El hombre que podía recordar sus vidas pasadas

Crítica de Aníbal Perotti - Cinemarama

Hay algo profundamente infantil en el cine de Weerasethakul, un placer inmediato, sensual y lúdico. No tiene sentido buscar símbolos herméticos en El hombre que podía recordar sus vidas pasadas, basta con dejarse llevar por el simple placer del movimiento que origina un búfalo que huye, del erotismo que provoca el encuentro entre la princesa y el pez-gato bajo una cascada o de los mundos paralelos que se generan con el desdoblamiento del monje. Lejos de ser incomprensible, la película cuenta la historia del tío Boonmee, que está gravemente enfermo del riñón y siente que llegó su hora. Una noche recibe la visita del fantasma de su esposa muerta y de su hijo reencarnado en una especie de gran mono negro con ojos rojos. Lo primero que hay que hacer para adherir al universo de la película, es rendirse ante la evidencia: los fantasmas se sientan a la mesa de los vivos y son bien recibidos. Primero se percibe una vaga sorpresa, una pequeña duda y luego se acepta el fenómeno con naturalidad. El método utilizado para la aparición del fantasma es casi tan viejo como el cine: una sobreimpresión, simple y mágica. La otra criatura es uno de los hijos de la familia que se ha metamorfoseado en el bosque. Su figura recuerda a la bestia de Cocteau pero evita el grotesco por la fuerza del encantamiento poético. Los fantasmas no tienen nada de espantoso, por el contrario, se manejan con la suavidad característica de todos los personajes del director. Los trabajadores clandestinos empleados por el tío Boonmee producen más temor que la propia muerte. Los traumatismos históricos así como las cuestiones políticas contemporáneas son elaborados de manera subterránea. La evocación de la masacre de los comunistas está relacionada con una herida que el personaje principal intenta curar, un karma cósmico que vuelve a atormentarlo. La curación es un tema central en el que conviven el té amargo y la diálisis, remedios ancestrales y técnicas modernas, sin preferencia ni jerarquía.

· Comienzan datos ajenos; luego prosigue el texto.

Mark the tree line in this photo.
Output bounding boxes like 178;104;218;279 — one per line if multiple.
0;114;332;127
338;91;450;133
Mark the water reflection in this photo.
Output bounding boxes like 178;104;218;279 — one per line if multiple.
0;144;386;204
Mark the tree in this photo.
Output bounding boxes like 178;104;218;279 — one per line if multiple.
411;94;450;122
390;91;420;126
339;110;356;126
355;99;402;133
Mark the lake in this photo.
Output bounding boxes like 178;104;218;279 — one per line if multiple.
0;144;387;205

La fascinante idea de que alguien pueda acordarse de tantos acontecimientos está representada con la imagen, el ícono y la fotografía como herramientas de preservación. El Tío Boonmee decide morir hundido en la gruta donde nació en una de sus vidas pasadas. En plena selva sobrevienen episodios de intensa poesía en los que confluyen la vida y la muerte, el mundo vivo y los otros mundos, lo prosaico, lo onírico, el pasado, el presente y la naturaleza como un rumor profundo. Hay un sentimiento de vida muy fuerte, una abundancia vital que se refleja sobre todo en el sonido. Las vidas vegetales, animales y humanas se conectan. La muerte también hace avanzar lo vivo. Cada una de las seis partes de la película experimenta con formas diferentes sin que se produzca una ruptura brutal con la anterior, como en un proceso permanente de muerte y regeneración o reencarnación. Todo se comunica sin sobresaltos en el maravilloso cine de Weerasethakul, su estilo unifica los universos, las bifurcaciones y los rodeos. Podemos intentar definir algunos contornos, la duración inspirada de los planos, la capacidad para hacer surgir lo inesperado y extraordinario como si fuera banal, el fino humor que atraviesa toda la película o la extrema delicadeza en el montaje, en los silencios y en los murmullos. Podemos analizar en detalle una obra singular y múltiple, experimental y accesible al mismo tiempo, aunque siempre permanecerá en el centro de su belleza un misterio irreductible.